Boşanmayı takip eden yıllarda hem kadınlar hem erkekler düşük benlik saygısına sahip olma, sosyal ve cinsel rollerde şaşkınlık, sinirlilik, endişe, çelişkilere kapılma ve depresyon belirtileri göstermektedir. Ayrıca suçluluk hissi, yalnızlık ve güvensizlik çekme de söz konusudur.
Eşlerdeki bu sorunların da anne-babası zaten ayrılmış olan çocuklara yansıyacağı muhakkaktır.
Boşanmada Çocukların Durumu
Çocuğun zihinsel, duygusal, sosyal ve bedensel gelişiminin sağlıklı olması aile bireylerinin uyumu, mutluluğu ve iyi geçinmeleriyle yakından ilgilidir. Bir ailede anne ile baba birbirini seven ve saygı duyan kişiler ise o ailede büyüyen çocuk o ölçüde mutlu, huzurlu, kendine güveni gelişmiş ve girişim gücü yüksek kişiler olarak büyür.
İşte aile fertlerini olumsuz etkileyen faktörlerin başında boşanma gelmektedir.
Anne-babası ayrılmış çocuklarda şu hususlara rastlanma oranı artmaktadır:
• Düşük benlik saygısı, kendine güvensizlik
• Suça eğilim
• Düşük okul başarısı
• Yoğun korku ve kaygı yaşama
• Evliliğe soğukluk
• Evlendiğinde çocuk sahibi olmaya isteksizlik
• Psikolojik problemler. Hırçınlık, depresif belirtiler, yalnızlık hissi, çekingenlik sık rastlanan belirtilerdir.
• Her iki tarafın çocuğun gözüne girmek için aşırı verici ve hoşgörülü davranmasıyla gelişen şımarıklık, tatminsizlik hali ve sorumluluklarını yerine getirmeme.
• Çocuklar genelde anne ile kalmaktadırlar. Babadan ilgi ve sevgi görmeyen çocuklarda ise güvensizlik, öz saygısını kaybetme, terk edilmişlik duyguları gelişmektedir.

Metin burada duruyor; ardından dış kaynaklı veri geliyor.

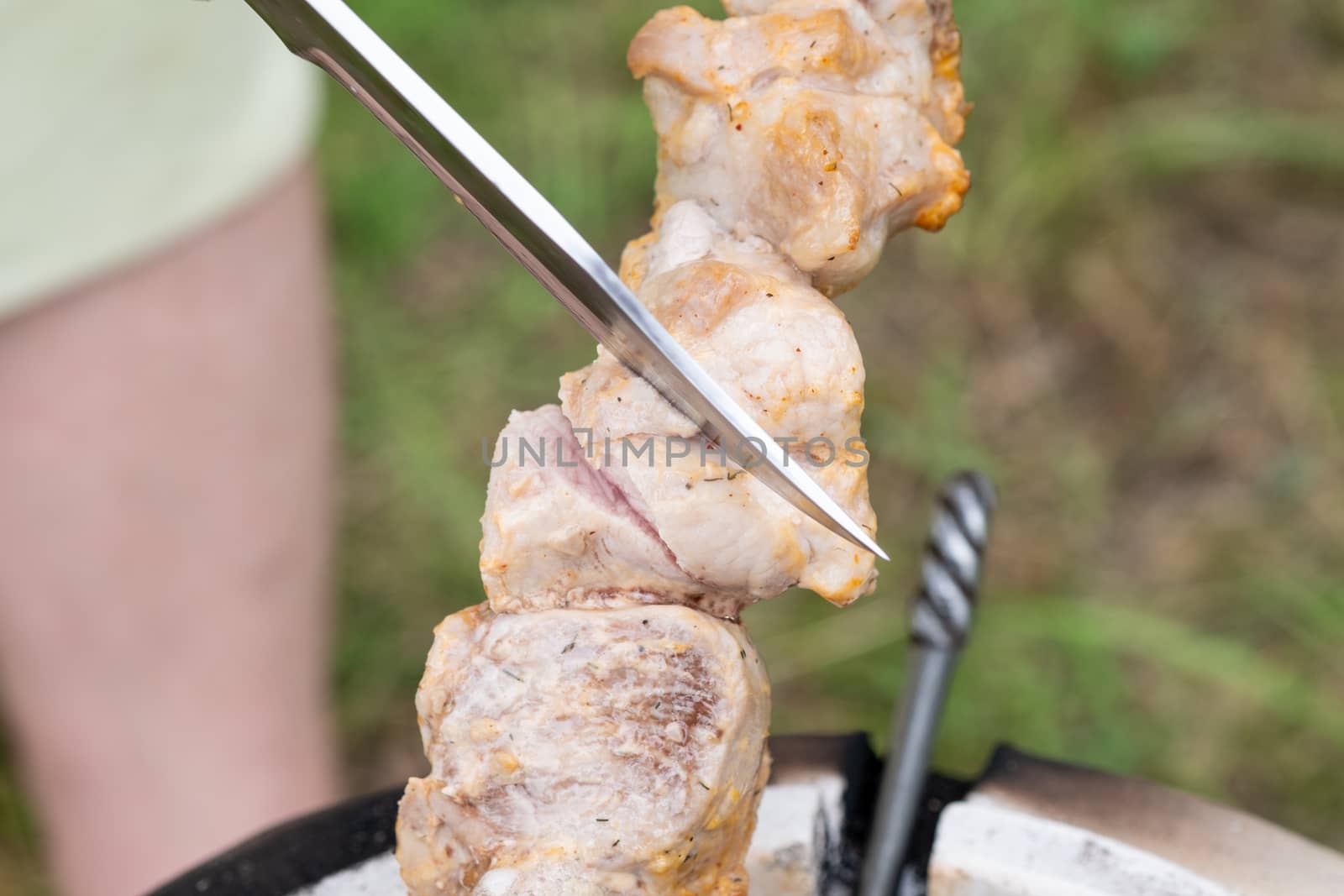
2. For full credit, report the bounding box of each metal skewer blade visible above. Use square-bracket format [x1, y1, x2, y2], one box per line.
[858, 473, 995, 896]
[247, 0, 887, 560]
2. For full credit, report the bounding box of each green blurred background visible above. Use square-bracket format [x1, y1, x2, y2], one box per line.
[0, 0, 1344, 893]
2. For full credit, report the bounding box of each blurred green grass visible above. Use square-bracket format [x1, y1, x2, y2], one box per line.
[0, 0, 1344, 892]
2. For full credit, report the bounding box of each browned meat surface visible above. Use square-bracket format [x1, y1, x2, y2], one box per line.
[396, 605, 770, 896]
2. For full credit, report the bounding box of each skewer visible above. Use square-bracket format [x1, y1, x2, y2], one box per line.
[858, 471, 995, 896]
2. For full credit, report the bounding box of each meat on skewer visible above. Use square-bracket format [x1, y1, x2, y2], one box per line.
[396, 605, 770, 896]
[398, 0, 969, 896]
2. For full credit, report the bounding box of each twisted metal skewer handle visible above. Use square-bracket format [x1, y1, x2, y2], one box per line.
[910, 471, 995, 649]
[858, 473, 995, 896]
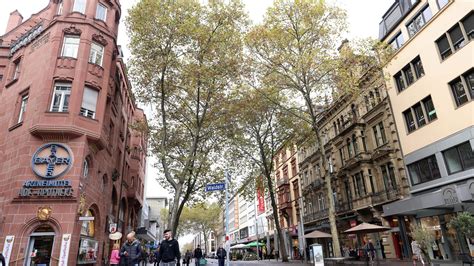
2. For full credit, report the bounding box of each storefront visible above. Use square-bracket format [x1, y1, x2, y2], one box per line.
[383, 179, 474, 261]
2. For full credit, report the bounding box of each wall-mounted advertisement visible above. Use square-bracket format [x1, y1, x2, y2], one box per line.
[77, 238, 99, 264]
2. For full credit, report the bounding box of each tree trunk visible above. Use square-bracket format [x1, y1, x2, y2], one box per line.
[265, 173, 288, 262]
[313, 121, 341, 257]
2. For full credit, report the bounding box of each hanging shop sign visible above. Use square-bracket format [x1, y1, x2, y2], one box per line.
[2, 236, 15, 265]
[58, 234, 71, 266]
[19, 180, 74, 198]
[31, 143, 72, 179]
[19, 143, 74, 198]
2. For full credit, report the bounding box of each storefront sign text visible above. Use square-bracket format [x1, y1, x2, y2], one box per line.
[19, 180, 74, 198]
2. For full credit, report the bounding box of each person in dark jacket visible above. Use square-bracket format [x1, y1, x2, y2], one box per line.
[158, 229, 181, 266]
[0, 252, 6, 266]
[120, 231, 142, 266]
[193, 245, 202, 266]
[216, 246, 227, 266]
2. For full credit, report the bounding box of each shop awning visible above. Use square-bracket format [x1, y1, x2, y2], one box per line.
[383, 185, 471, 216]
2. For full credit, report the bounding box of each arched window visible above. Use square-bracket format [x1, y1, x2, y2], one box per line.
[81, 210, 95, 237]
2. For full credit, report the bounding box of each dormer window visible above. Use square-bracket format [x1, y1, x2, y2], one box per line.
[72, 0, 87, 14]
[95, 3, 107, 21]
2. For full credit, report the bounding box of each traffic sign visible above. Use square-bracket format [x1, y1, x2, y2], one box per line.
[206, 183, 225, 192]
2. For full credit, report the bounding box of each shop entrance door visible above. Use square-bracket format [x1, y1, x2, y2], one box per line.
[25, 232, 54, 266]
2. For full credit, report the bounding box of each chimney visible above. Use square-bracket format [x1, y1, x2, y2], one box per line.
[5, 10, 23, 33]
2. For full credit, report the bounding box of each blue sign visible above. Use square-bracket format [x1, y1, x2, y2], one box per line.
[206, 183, 225, 192]
[31, 143, 72, 179]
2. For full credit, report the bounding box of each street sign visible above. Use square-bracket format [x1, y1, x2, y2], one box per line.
[206, 183, 225, 192]
[79, 216, 94, 221]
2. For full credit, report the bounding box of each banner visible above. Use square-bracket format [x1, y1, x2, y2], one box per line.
[257, 176, 265, 215]
[58, 234, 71, 266]
[2, 236, 15, 266]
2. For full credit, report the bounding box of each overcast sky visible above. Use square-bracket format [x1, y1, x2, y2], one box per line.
[0, 0, 395, 200]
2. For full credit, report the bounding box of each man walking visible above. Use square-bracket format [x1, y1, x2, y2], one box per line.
[120, 231, 142, 266]
[157, 229, 181, 266]
[194, 245, 202, 266]
[216, 245, 227, 266]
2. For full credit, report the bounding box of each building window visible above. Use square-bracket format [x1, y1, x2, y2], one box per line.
[403, 96, 437, 133]
[421, 96, 438, 122]
[407, 6, 433, 37]
[372, 122, 387, 147]
[449, 78, 469, 106]
[12, 58, 21, 80]
[50, 83, 71, 112]
[411, 56, 425, 79]
[413, 103, 426, 127]
[82, 158, 89, 178]
[443, 141, 474, 174]
[408, 155, 441, 185]
[402, 64, 415, 87]
[352, 134, 359, 155]
[17, 94, 28, 123]
[89, 42, 104, 66]
[461, 12, 474, 40]
[56, 0, 63, 15]
[95, 3, 107, 21]
[436, 35, 453, 60]
[448, 24, 466, 50]
[81, 87, 99, 119]
[394, 72, 406, 92]
[403, 109, 416, 133]
[72, 0, 87, 14]
[61, 36, 80, 58]
[393, 56, 425, 92]
[389, 32, 405, 50]
[381, 163, 397, 190]
[437, 0, 449, 9]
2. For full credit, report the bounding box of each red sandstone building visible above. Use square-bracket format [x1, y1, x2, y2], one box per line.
[0, 0, 146, 265]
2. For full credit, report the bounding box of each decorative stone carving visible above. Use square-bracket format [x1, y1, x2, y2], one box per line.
[92, 34, 107, 46]
[63, 24, 82, 35]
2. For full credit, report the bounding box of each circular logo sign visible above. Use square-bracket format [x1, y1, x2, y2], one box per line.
[31, 143, 72, 179]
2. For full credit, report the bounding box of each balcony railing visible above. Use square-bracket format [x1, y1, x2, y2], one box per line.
[303, 209, 328, 223]
[372, 189, 400, 204]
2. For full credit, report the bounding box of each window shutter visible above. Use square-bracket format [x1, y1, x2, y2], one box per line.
[81, 87, 99, 112]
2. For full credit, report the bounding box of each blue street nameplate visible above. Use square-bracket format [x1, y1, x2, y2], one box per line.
[206, 183, 225, 192]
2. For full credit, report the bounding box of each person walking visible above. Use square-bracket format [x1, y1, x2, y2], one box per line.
[110, 243, 120, 265]
[157, 229, 181, 266]
[153, 246, 160, 266]
[193, 245, 202, 266]
[216, 245, 227, 266]
[411, 240, 425, 266]
[120, 231, 142, 266]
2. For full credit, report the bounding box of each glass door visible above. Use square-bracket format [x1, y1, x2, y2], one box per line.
[25, 232, 54, 266]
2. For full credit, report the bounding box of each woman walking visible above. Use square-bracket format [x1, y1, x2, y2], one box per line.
[110, 244, 120, 265]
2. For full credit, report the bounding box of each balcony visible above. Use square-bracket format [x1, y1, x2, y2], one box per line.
[303, 209, 328, 223]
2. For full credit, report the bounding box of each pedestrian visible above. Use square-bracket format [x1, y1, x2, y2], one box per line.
[153, 246, 160, 266]
[216, 245, 227, 266]
[411, 240, 425, 266]
[193, 245, 202, 266]
[184, 250, 193, 266]
[120, 231, 142, 266]
[0, 252, 7, 266]
[110, 243, 120, 265]
[365, 240, 375, 261]
[158, 229, 181, 266]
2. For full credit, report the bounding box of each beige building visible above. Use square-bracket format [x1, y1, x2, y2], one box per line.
[298, 49, 408, 258]
[273, 144, 301, 259]
[380, 0, 474, 260]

Boşanmış Çiftler Nelere Dikkat Etmeliler?
• Çocuğu çekişmelerinde koz veya silah olarak kullanmamalılar. Taraf tutmaları beklenmemeli, birbirlerinden yakınmalarını çocuğa anlatmamaları gerekir.
• Ayrıldıkları eşi aleyhine konuşmamalı, “anlaşamadık, böyle icap etti”demelidirler. Yine annesi/babası olduğu söylenmeli, ayrıldığı eşinden kesinlikle nefret etmesi değil sevmesi sağlanmalıdır.
• Boşanmış olmaktan duyulan üzüntü ve suçluluğu dengelemek amacıyla çocuğa aşırı cömert davranmaktan kaçınmalıdır. Önemli olanın onunla daha çok vakit geçirmenin olduğu bilinmelidir. Parklara, müze ve tabiata götürmek; sohbet ve yürüyüş yapmak, gezmek çocuğu daha mutlu edecektir.
• Çocuğun her zaman sevildiğini ve sevileceğini bilmesi, hissetmesi gerekir. Ayrıca ayrılma olayında kendisinin herhangi bir suçu veya hatası olmadığını, hem annenin hem de babanın onu çok sevdiğini bilmelidir.